Late Italian Prime Minister Silvio Berlusconi Hoarded A ‘Monstrously Entertaining’ Art Collection. Now His Heirs Must Decide What to Do With It

He bought much of it from TV auctions.

Silvio Berlusconi, the late prime minister of Italy, is pictured in 2022. He has left behind a "worthless" collection of art bought in televised auctions. Photo by Pier Marco Tacca/Getty Images

Silvio Berlusconi, the late prime minister of Italy who died in June, hoarded an essentially worthless art collection of 25,000 works that he bought in late-night telephone auctions as he battled insomnia.

The works in the collection include paintings of nude women as well as portraits and statues of Berlusconi himself, local media reported. The collection was stored in a warehouse near his villa where he hosted his famous “bunga bunga” parties.

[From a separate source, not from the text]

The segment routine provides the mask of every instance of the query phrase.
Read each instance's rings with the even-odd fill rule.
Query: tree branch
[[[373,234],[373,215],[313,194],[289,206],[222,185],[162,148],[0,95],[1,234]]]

The warehouse reportedly costs around $846,000 a year to maintain.

Art critic Vittorio Sgarbi, a close friend of Berlusconi, called the politician’s collection “monstrously entertaining” in La Repubblica.

“There was no research, he worked with the idea of buying a bunch of artworks indifferent to what they were,” Sgarbi told RAI’s Report program, as cited by Reuters.

When Berlusconi would call in to bid, Sgarbi said, the auctioneers on TV would not believe it was him.

“He would start saying ‘I am Berlusconi’ and they would hang up the phone thinking it was a joke.”

One of the first experts to receive a call from Berlusconi during a late-night TV auction was Lucas Vianini, who became the billionaire’s chief curator, according to the Guardian He said that he first received a call from Berlusconi in 2018.

“Berlusconi liked everything to be in order,” Vianini said. “It wasn’t a warehouse, it was more of a boutique.”

After earlier reports that the family intended to burn much of the collection, a spokesperson for the Berlusconis told Reuters that each of his five children would keep some of the works with “the most appropriate destination” to be determined later.

According to The Guardian, the family is considered turning Berlusconi’s Villa San Martino into a museum.